Día 1
Hace dos días que un lobo
ronda mi cabaña. Cada noche noto su presencia y cuando salgo, armado con una
escopeta de caza, veo cómo se esconde entre los árboles y la maleza, aunque,
por su color, resulta muy difícil distinguirlo de la nieve. Es un lobo albino.
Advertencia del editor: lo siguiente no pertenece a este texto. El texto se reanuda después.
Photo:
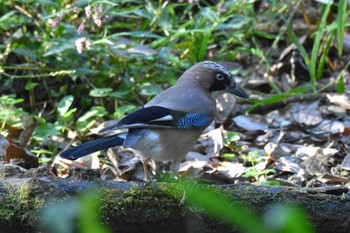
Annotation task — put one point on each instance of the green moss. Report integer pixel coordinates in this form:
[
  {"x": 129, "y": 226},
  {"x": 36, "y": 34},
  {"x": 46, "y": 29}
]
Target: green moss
[
  {"x": 18, "y": 206},
  {"x": 140, "y": 204}
]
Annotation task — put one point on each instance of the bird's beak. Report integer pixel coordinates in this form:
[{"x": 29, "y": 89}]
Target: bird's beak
[{"x": 237, "y": 90}]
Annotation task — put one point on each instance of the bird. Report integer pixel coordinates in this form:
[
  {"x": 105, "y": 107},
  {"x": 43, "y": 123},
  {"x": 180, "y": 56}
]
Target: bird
[{"x": 166, "y": 128}]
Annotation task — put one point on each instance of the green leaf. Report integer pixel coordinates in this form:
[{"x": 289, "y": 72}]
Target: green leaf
[
  {"x": 150, "y": 89},
  {"x": 340, "y": 84},
  {"x": 46, "y": 130},
  {"x": 100, "y": 92},
  {"x": 342, "y": 6},
  {"x": 316, "y": 46},
  {"x": 64, "y": 105}
]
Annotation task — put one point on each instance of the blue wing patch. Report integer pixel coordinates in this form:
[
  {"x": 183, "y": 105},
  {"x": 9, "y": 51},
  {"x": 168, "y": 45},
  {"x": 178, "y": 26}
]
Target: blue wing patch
[{"x": 193, "y": 120}]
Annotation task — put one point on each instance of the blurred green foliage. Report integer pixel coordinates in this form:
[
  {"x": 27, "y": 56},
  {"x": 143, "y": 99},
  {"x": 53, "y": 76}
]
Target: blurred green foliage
[{"x": 76, "y": 63}]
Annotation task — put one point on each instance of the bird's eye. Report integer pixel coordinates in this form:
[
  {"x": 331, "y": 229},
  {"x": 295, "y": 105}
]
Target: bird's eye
[{"x": 219, "y": 77}]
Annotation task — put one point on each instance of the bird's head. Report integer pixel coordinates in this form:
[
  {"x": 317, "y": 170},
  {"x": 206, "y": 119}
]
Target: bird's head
[{"x": 214, "y": 77}]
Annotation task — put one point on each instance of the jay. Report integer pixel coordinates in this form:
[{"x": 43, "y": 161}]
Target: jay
[{"x": 168, "y": 126}]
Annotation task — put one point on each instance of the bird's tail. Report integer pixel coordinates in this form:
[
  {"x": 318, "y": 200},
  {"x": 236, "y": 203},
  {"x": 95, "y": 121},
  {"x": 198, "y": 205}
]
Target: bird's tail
[{"x": 92, "y": 146}]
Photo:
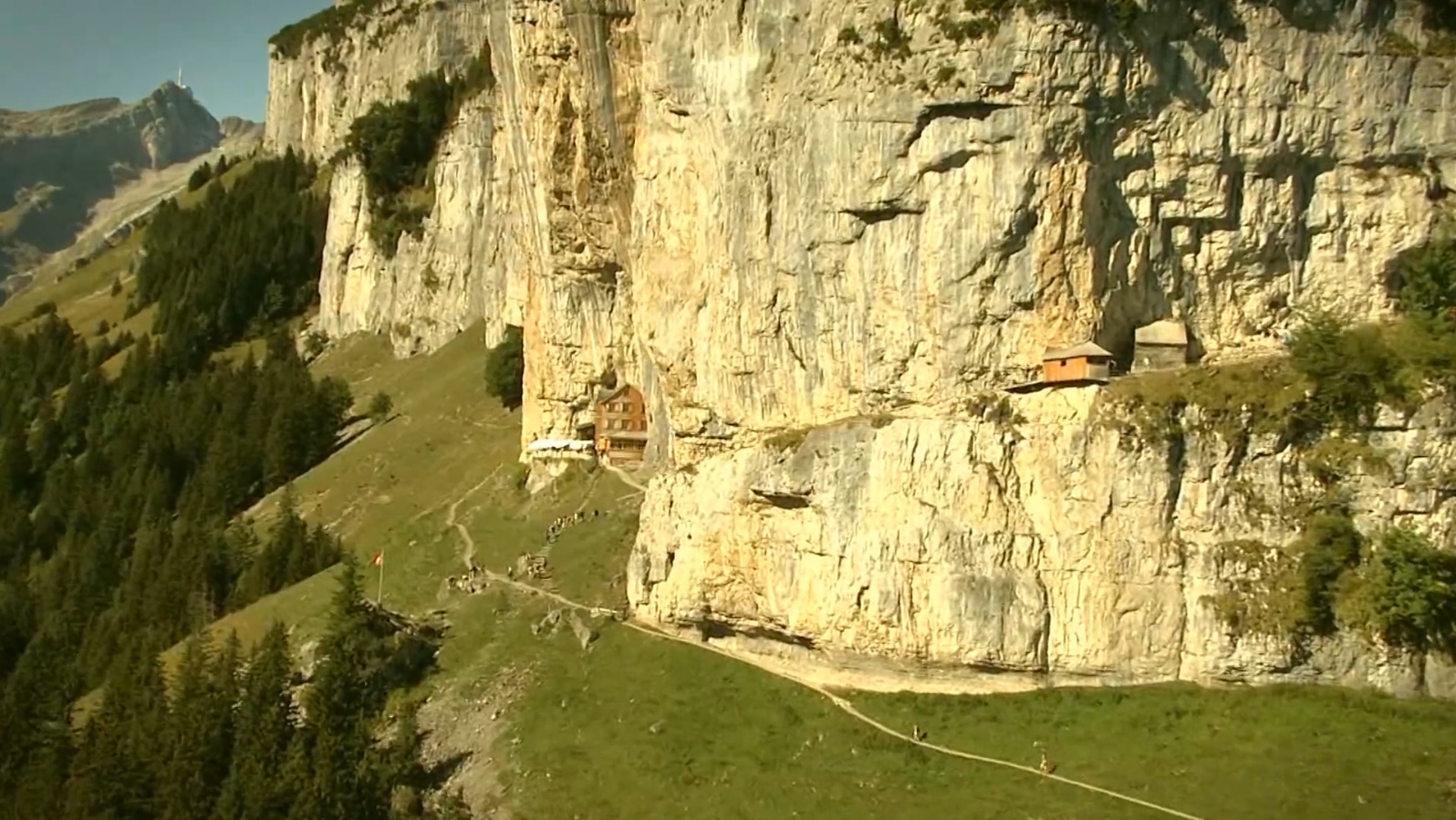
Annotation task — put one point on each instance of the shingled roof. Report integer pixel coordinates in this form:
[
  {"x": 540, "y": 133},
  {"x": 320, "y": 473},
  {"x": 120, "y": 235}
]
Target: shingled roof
[{"x": 1165, "y": 332}]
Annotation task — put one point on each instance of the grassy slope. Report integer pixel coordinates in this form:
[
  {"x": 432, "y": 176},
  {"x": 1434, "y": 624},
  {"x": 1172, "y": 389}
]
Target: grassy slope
[
  {"x": 638, "y": 727},
  {"x": 734, "y": 742},
  {"x": 83, "y": 297}
]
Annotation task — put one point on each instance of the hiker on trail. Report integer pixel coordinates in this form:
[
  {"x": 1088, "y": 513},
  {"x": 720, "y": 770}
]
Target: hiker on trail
[{"x": 1047, "y": 766}]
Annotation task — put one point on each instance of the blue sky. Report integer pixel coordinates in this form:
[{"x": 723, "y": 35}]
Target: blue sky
[{"x": 57, "y": 51}]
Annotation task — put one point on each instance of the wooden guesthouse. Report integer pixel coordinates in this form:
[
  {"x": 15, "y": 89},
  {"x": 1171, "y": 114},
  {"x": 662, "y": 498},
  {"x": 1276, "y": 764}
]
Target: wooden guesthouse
[
  {"x": 1085, "y": 363},
  {"x": 620, "y": 424}
]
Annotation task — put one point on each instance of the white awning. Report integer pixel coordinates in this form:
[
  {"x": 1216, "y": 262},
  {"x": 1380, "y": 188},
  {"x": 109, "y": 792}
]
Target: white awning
[{"x": 558, "y": 444}]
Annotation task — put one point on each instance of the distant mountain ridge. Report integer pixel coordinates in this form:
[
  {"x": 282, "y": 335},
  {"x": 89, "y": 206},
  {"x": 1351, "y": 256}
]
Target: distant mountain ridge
[{"x": 58, "y": 163}]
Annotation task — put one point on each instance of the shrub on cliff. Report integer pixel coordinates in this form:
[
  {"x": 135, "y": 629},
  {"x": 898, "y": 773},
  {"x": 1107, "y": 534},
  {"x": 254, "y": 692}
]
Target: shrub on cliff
[
  {"x": 202, "y": 177},
  {"x": 395, "y": 144},
  {"x": 505, "y": 368},
  {"x": 1405, "y": 593},
  {"x": 331, "y": 22},
  {"x": 1423, "y": 280}
]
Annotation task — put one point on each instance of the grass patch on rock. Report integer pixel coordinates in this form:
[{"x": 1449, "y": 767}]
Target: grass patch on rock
[{"x": 395, "y": 144}]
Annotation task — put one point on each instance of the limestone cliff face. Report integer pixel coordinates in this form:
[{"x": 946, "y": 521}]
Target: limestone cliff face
[
  {"x": 778, "y": 214},
  {"x": 1047, "y": 548}
]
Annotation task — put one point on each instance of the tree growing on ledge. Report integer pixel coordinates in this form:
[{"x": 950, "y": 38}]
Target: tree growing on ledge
[{"x": 505, "y": 368}]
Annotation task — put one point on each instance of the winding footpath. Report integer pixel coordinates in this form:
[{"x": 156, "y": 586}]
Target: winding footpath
[{"x": 468, "y": 544}]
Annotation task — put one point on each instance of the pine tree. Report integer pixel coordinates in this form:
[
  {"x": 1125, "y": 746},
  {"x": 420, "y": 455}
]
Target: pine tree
[{"x": 255, "y": 787}]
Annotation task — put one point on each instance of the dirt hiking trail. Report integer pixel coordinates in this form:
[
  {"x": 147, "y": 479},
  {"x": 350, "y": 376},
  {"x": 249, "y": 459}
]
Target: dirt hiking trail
[{"x": 468, "y": 554}]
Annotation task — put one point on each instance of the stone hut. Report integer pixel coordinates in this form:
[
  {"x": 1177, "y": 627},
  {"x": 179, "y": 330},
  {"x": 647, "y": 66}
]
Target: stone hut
[
  {"x": 1087, "y": 361},
  {"x": 620, "y": 424},
  {"x": 1160, "y": 346}
]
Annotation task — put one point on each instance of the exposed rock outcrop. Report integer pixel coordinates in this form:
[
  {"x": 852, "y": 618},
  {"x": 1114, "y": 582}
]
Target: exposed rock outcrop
[
  {"x": 774, "y": 216},
  {"x": 56, "y": 165}
]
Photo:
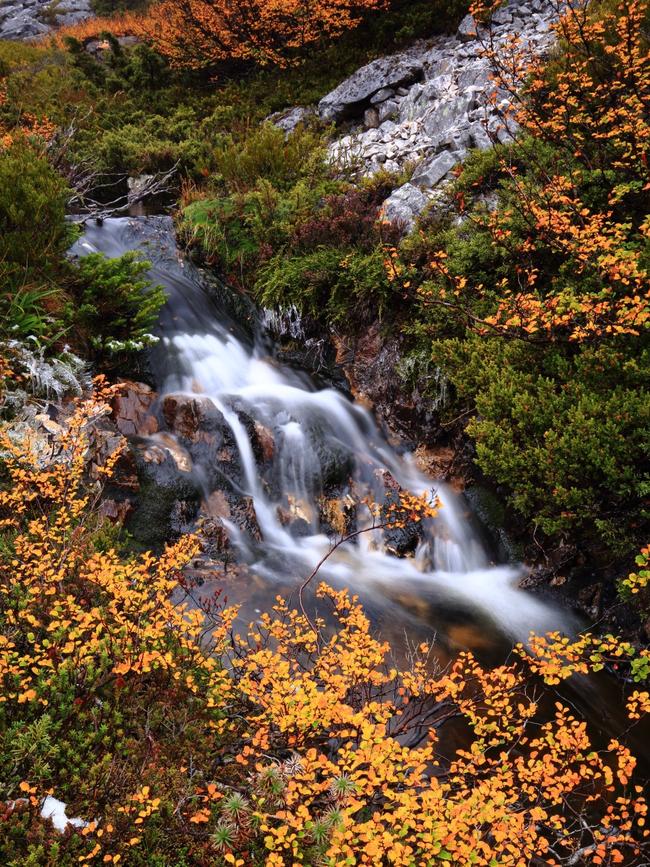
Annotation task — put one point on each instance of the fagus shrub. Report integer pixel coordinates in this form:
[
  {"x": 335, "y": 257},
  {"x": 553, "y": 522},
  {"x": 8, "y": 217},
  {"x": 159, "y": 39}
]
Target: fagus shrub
[{"x": 169, "y": 734}]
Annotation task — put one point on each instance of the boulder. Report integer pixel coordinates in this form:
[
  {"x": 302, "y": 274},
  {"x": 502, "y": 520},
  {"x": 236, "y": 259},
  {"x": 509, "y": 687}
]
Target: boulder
[
  {"x": 186, "y": 415},
  {"x": 432, "y": 171},
  {"x": 467, "y": 29},
  {"x": 292, "y": 118},
  {"x": 404, "y": 205},
  {"x": 351, "y": 96}
]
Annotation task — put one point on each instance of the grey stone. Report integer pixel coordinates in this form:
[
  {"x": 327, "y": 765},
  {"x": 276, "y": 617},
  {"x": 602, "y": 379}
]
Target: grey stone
[
  {"x": 382, "y": 95},
  {"x": 349, "y": 98},
  {"x": 467, "y": 29},
  {"x": 432, "y": 171},
  {"x": 387, "y": 110},
  {"x": 449, "y": 113},
  {"x": 371, "y": 118},
  {"x": 404, "y": 205}
]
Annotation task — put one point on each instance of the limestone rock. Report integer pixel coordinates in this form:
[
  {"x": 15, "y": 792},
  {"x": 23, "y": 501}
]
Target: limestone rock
[
  {"x": 357, "y": 90},
  {"x": 431, "y": 172},
  {"x": 404, "y": 204}
]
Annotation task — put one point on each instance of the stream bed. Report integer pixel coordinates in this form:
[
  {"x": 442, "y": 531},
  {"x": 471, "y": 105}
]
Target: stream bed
[{"x": 266, "y": 436}]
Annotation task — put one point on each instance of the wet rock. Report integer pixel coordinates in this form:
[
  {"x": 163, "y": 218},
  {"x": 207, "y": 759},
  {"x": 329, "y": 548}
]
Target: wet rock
[
  {"x": 168, "y": 498},
  {"x": 244, "y": 516},
  {"x": 115, "y": 511},
  {"x": 186, "y": 415},
  {"x": 132, "y": 409},
  {"x": 337, "y": 514},
  {"x": 264, "y": 442},
  {"x": 164, "y": 444}
]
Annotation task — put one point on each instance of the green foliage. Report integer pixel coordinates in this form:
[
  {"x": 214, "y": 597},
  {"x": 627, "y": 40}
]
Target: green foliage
[
  {"x": 329, "y": 282},
  {"x": 568, "y": 436},
  {"x": 115, "y": 305},
  {"x": 270, "y": 155}
]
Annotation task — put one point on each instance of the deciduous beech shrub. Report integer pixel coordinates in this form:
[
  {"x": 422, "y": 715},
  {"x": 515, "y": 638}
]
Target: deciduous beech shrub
[
  {"x": 179, "y": 742},
  {"x": 199, "y": 33}
]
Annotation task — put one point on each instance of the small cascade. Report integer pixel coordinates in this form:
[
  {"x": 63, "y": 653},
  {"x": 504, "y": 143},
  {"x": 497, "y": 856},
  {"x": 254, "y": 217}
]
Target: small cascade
[{"x": 320, "y": 438}]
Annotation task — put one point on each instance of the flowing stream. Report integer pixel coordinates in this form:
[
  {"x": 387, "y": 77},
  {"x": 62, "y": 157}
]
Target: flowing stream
[{"x": 449, "y": 580}]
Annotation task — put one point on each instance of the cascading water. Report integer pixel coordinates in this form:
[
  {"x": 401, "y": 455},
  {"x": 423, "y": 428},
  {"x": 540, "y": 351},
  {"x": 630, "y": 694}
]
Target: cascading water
[{"x": 202, "y": 354}]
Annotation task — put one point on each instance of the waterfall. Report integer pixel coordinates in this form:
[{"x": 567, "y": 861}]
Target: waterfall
[{"x": 203, "y": 353}]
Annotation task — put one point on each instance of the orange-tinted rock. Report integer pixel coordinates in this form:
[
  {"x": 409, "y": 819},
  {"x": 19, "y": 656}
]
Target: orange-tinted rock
[{"x": 132, "y": 410}]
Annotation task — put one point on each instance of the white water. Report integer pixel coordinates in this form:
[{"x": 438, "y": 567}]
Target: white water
[{"x": 201, "y": 354}]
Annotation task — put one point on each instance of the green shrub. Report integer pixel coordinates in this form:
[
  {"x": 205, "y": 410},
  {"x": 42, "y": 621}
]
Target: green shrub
[
  {"x": 116, "y": 306},
  {"x": 33, "y": 199},
  {"x": 567, "y": 436},
  {"x": 332, "y": 284},
  {"x": 270, "y": 155}
]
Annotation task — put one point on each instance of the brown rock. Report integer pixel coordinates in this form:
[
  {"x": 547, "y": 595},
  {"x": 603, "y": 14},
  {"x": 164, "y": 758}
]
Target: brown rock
[
  {"x": 185, "y": 413},
  {"x": 216, "y": 506},
  {"x": 132, "y": 409}
]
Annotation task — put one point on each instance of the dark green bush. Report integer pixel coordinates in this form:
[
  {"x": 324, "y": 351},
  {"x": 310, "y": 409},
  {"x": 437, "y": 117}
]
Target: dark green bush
[
  {"x": 567, "y": 435},
  {"x": 115, "y": 304}
]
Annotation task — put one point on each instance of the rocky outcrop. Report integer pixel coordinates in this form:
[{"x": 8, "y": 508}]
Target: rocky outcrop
[
  {"x": 29, "y": 19},
  {"x": 428, "y": 106}
]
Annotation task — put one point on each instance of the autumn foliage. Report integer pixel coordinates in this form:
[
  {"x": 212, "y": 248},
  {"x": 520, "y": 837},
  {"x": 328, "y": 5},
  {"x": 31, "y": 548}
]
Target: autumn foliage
[
  {"x": 575, "y": 224},
  {"x": 198, "y": 33},
  {"x": 284, "y": 746}
]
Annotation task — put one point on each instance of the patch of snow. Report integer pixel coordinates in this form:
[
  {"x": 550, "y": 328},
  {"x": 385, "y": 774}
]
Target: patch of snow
[{"x": 54, "y": 810}]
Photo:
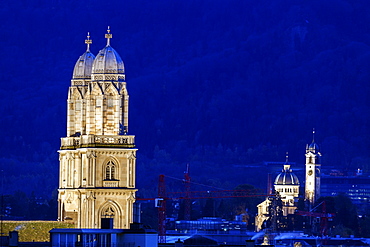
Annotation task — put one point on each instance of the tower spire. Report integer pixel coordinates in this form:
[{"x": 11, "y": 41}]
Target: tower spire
[
  {"x": 88, "y": 42},
  {"x": 286, "y": 157},
  {"x": 313, "y": 135},
  {"x": 286, "y": 165},
  {"x": 108, "y": 36}
]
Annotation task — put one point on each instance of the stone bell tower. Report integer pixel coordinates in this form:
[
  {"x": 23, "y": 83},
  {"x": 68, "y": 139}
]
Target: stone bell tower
[
  {"x": 98, "y": 157},
  {"x": 313, "y": 171}
]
Ayer por la noche le oí aullar. Debo reconocer que su aullido me atemoriza,
como cuando, de pequeño, veía aquellas películas de serie B sobre el hombre-lobo.
No soy una persona
especialmente miedosa, pero en mi defensa diré que no es lo mismo estar
acompañado que solo en medio de un bosque ártico y alejado de la población más
cercana.
Estoy a unos 20 kilómetros de
Kaktovik, en el noreste de Alaska, una zona perfecta para ver osos polares. Soy
zoólogo y estoy estudiando la fauna de este país ártico en vías de extinción, como
el oso polar. Estoy solo e incomunicado, y ello se debe a que los dos miembros
de una ONG local que trabaja en la preservación de esa especie, y a la que me he
unido temporalmente, tuvieron que ir a por provisiones. Llevan fuera los mismos
días que yo llevo aquí en soledad. Debido a la tormenta que lleva azotando esta
zona desde que partieron, se han interrumpido las conexiones. Así pues, no hay
forma de comunicarme con ellos.
Día 2
Ese maldito lobo lleva
acosándome desde que me quedé solo, disponiendo, eso sí, de una vieja escopeta
para defenderme del ataque de cualquier animal salvaje. Jamás he disparado un
arma y odio la caza, pero si tengo que hacer uso de esta para salvar el
pellejo, lo haré sin dudarlo ni un segundo.
Esta noche colocaré una
videocámara en la puerta de la cabaña para ver si el lobo se acerca y qué hace.
Día 3
Acabo de visionar las imágenes
captadas la noche pasada. Le he visto. Claramente. Debo reconocer que el animal
es muy hermoso, tan blanco como la nieve inmaculada. En principio no sería
capaz de hacerle ningún daño si él no me lo hace a mí. Solo le dispararía en
defensa propia.
Lo más curioso es que tengo
entendido que el lobo se desplaza en manadas y que, en principio, no es
peligroso para el hombre, pues huye cuando se encuentra con él cara a cara.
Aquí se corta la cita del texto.